Scenario What goes wrong Correct approach
Ties between non-tree edge and path-max Using w > max only yields a too-large second-best. Add the w == max → delta 0 branch.
w < max, no second-max Subtracting -inf produces nonsense. Skip the edge; it contributes no valid distinct swap.
Disconnected graph cnt != n−1; LCA over a forest is undefined. Detect after Kruskal, return sentinel.
Graph already a tree No non-tree edges; best stays +inf. Return "no second-best MST."
Stack overflow on long chains Recursive DFS in buildLCA. Use iterative DFS/BFS.
Integer overflow Summing many large weights in 32-bit. Use 64-bit for mstW and deltas.

Performance Analysis

V E Naive O(E·V) LCA O((V+E) log V)
10³ 5·10³ ~5·10⁶ ops ~6·10⁴ ops
10⁴ 5·10⁴ ~5·10⁸ ops (seconds) ~7·10⁵ ops (ms)
10⁵ 5·10⁵ ~5·10¹⁰ ops (minutes) ~9·10⁶ ops (tens of ms)

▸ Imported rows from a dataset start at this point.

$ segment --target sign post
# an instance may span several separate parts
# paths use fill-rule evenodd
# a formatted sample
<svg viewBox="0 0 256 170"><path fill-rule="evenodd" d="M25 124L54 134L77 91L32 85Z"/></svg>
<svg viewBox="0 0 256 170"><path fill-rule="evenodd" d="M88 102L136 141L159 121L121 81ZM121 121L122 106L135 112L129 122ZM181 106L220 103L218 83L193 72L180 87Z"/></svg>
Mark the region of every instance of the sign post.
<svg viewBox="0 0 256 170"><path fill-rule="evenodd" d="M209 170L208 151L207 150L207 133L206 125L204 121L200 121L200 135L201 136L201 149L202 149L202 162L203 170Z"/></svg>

The LCA method scales to graphs the naive method cannot touch. The breakeven is around V ≈ 2000: below it, the naive version's tiny constant can win; above it, binary lifting dominates.

Python (micro-benchmark sketch)

import random, time

def gen(n, m, seed):
    random.seed(seed)
    es = [(i, i + 1, random.randint(1, 1000)) for i in range(n - 1)]  # path keeps it connected
    while len(es) < m:
        u, v = random.randrange(n), random.randrange(n)
        if u != v:
            es.append((u, v, random.randint(1, 1000)))
    return es

n, m = 50_000, 200_000
edges = gen(n, m, 7)
t = time.perf_counter()
# call second_best_with_swap(n, edges) here
print("elapsed:", time.perf_counter() - t)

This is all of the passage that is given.